La procédure envisagée pour amender la Constitution est celle de l’article 11 qui paraît la meilleure pour la majorité des constitutionnalistes car il s’agit de l’organisation des pouvoirs publics.
c) Quelque soient les mesures qui seront retenues, je souhaite attirer votre attention sur un certain nombre de points :
Il faudra être d’une particulière vigilance au regard du respect d’un certain nombre de principes qui sont de valeur pourrait se dire « supra-constitutionnelle ».
Il ne serait pas raisonnable d’imposer des obligations de faire aux parties ou de sanctionner ou restreindre le choix des électeurs.
Ensuite, il ne faut pas oublier qu’il relève bien de la responsabilité de chaque parti politique de manifester la volonté qui est la sienne de faire une part plus importante aux femmes dans ses structures et à l’occasion des élections même s’il faudra peut-être prendre des mesures pour les y inciter, au moins à titre transitoire.

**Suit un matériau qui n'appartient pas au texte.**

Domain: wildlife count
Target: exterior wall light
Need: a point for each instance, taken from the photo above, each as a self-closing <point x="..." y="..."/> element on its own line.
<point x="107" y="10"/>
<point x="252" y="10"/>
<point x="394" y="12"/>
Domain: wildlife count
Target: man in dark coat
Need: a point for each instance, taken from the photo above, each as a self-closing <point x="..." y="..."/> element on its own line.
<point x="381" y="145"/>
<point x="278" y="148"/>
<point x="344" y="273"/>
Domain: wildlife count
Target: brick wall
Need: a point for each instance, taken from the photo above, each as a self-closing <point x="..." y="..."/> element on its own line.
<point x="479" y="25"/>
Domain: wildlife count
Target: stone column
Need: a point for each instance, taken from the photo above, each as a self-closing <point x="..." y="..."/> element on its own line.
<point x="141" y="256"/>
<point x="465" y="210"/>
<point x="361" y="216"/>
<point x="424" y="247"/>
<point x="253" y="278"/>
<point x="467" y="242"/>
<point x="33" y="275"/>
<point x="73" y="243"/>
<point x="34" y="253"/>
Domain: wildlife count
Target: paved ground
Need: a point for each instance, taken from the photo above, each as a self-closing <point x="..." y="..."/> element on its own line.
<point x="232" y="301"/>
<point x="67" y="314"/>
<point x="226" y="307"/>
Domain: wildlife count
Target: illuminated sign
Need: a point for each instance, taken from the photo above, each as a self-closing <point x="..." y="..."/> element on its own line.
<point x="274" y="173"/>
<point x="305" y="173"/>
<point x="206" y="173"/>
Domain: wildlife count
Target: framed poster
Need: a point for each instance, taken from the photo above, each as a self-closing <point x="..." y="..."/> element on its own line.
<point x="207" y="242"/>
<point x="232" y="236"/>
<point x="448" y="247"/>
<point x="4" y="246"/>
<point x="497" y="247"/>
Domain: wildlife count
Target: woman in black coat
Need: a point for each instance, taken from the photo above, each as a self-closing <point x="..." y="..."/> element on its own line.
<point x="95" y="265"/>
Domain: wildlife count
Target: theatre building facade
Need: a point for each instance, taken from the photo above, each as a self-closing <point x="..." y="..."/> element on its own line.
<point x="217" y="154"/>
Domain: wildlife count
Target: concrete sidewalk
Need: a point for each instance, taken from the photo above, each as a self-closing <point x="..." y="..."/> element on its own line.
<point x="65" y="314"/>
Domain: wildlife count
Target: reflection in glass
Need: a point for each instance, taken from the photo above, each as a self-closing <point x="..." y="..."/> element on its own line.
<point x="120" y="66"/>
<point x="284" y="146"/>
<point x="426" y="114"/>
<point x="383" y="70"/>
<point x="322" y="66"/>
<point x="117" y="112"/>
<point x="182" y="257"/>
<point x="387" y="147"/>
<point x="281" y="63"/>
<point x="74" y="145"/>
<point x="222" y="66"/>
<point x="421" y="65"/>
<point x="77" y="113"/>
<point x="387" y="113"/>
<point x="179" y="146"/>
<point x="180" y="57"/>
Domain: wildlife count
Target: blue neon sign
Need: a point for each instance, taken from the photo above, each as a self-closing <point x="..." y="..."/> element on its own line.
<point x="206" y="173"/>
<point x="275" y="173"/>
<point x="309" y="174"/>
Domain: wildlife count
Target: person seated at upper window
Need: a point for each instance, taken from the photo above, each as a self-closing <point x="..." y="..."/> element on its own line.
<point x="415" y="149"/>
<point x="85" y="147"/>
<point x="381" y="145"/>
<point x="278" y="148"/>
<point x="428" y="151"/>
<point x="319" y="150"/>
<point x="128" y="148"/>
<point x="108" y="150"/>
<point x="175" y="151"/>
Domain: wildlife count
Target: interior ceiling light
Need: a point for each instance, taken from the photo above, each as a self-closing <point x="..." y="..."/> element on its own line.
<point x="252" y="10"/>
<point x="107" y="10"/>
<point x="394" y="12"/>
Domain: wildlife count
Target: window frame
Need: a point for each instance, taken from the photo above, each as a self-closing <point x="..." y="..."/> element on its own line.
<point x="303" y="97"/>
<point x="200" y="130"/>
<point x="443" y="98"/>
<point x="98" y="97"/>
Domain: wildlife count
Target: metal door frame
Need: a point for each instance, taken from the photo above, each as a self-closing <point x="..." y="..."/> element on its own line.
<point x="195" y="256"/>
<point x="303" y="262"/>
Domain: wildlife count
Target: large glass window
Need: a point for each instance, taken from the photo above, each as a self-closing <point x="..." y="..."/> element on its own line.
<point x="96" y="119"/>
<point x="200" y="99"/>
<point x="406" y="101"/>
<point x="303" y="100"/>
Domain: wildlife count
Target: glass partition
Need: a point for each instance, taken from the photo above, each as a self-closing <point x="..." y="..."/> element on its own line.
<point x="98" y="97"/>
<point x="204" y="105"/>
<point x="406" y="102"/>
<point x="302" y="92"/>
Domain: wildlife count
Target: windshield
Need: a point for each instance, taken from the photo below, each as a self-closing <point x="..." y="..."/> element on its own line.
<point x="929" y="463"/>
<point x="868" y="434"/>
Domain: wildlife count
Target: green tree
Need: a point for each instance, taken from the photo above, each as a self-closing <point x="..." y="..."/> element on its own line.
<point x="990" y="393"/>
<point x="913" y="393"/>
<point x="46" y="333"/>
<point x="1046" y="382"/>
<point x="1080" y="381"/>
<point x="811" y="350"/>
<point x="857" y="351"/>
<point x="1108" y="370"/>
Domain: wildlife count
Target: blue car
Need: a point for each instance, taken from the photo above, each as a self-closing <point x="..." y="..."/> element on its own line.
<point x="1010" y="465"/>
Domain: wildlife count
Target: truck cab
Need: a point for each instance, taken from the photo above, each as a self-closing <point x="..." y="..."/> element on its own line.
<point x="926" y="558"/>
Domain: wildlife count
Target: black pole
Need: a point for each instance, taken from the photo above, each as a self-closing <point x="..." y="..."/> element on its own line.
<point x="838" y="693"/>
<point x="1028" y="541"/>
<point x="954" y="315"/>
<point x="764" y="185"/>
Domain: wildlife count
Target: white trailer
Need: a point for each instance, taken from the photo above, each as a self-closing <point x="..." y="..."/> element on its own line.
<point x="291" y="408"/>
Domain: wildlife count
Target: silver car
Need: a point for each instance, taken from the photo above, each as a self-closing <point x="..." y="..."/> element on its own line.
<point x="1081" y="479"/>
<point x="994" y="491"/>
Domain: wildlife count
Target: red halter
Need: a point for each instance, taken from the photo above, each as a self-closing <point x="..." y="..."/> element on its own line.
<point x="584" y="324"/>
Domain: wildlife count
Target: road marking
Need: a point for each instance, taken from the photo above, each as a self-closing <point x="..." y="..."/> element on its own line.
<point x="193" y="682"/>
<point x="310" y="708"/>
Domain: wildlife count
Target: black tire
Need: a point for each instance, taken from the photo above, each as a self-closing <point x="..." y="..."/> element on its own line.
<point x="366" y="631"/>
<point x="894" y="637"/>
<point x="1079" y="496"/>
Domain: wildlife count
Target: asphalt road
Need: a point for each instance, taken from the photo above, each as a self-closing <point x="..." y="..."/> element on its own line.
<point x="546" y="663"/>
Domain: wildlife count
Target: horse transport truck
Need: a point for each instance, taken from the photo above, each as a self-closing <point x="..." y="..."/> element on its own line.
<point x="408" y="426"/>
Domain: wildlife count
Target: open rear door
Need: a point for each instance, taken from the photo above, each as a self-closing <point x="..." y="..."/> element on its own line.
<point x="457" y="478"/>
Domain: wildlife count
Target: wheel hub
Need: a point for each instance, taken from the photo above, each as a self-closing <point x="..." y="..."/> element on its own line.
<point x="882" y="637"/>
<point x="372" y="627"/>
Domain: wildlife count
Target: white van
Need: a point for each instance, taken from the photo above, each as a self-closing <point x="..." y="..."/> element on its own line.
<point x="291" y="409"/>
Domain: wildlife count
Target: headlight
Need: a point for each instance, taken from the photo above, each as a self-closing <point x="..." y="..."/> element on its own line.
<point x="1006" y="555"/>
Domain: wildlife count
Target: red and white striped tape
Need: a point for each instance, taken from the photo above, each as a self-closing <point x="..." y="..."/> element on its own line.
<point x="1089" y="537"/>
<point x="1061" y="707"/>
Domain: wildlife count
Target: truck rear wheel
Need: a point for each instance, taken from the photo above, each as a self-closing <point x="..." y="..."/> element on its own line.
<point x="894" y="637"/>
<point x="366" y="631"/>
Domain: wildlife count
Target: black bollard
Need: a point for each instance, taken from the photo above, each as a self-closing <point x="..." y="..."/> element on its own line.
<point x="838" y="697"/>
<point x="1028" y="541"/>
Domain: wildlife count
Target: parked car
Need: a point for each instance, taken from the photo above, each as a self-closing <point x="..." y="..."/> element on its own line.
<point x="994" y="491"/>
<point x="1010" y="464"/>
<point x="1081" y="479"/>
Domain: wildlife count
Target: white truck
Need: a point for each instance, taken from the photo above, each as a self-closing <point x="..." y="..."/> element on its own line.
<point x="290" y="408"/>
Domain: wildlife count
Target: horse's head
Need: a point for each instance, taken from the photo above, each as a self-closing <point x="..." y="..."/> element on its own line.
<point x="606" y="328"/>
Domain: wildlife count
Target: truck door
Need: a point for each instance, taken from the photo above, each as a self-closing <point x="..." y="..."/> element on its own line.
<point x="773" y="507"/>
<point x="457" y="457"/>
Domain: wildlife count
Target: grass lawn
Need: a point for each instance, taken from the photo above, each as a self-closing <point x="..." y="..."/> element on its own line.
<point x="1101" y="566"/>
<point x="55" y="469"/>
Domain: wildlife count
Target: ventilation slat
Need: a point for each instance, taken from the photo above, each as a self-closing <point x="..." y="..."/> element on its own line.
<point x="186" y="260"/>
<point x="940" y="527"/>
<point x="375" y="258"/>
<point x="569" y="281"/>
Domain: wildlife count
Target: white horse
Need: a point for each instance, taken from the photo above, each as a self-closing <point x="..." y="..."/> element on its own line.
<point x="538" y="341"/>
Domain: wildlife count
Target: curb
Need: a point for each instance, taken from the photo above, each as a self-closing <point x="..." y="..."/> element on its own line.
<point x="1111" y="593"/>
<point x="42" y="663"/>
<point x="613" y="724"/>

Le gouvernement veillera à ce qu’il n’y ait pas de dérapage risquant de remettre en cause ses valeurs républicaines.
Liberté du suffrage
Libre organisation des partis
Unité et indivisibilité de la République
Égalité des citoyens.
Enfin, des mesures tout à fait efficaces peuvent être envisagées dans le cadre de la modernisation de la vie publique, Mme HALIMI en évoque certaines (cumul des mandats, congés électifs…)
N’oublions pas surtout que tout ceci doit s’accompagner sur le terrain par l’information et la formation de nos concitoyens. En effet, l’équilibre de la participation homme-femme dans la vie politique ne peut entrer plus largement dans les faits que si chaque homme, chaque femme se sent concerné par « la vie de la cité » et retrouve ainsi confiance dans « la politique ».
Les débats en cours confirment que l’opinion publique semble évoluer. C’est cette pression de tous les instants, doublée des engagements des partis, qui fera sauter les verrous de notre archaïsme. Ainsi s’imposeront durablement des quotas de fait. Les pays du Nord de l’Europe n’ont pas fait autrement, rappelons-le.
Je crois plus à une évolution qu’à une révolution dans ce domaine. Sur un sujet aussi complexe la moindre erreur est toujours le meilleur moyen d’enterrer le débat. Ce qui serait un désastre.
Allons donc fermement vers l’équilibre entre hommes et femmes, mais restons les pieds sur terre.
Je crois en l’investissement des femmes dans le vie locale, socle de compétence, d’ancrage où le pragmatisme le sens du terrain et de l’humain permettent aux femmes de s’exprimer pleinement et sans doute mieux que d’autres.
Je crois en l’investissement des femmes dans les partis politiques car ils sont le passage obligatoire vers les investitures car tel est notre système français.
J’ai conscience d’avoir plus formulé des questions exposé une méthode et précisé des limites, que proposé des solutions.
Mais il est clair que le débat doit être le plus ouvert possible, et que l’on peut commettre de graves erreurs en voulant brûler les étapes sur ce sujet : l’histoire nous l’a montré.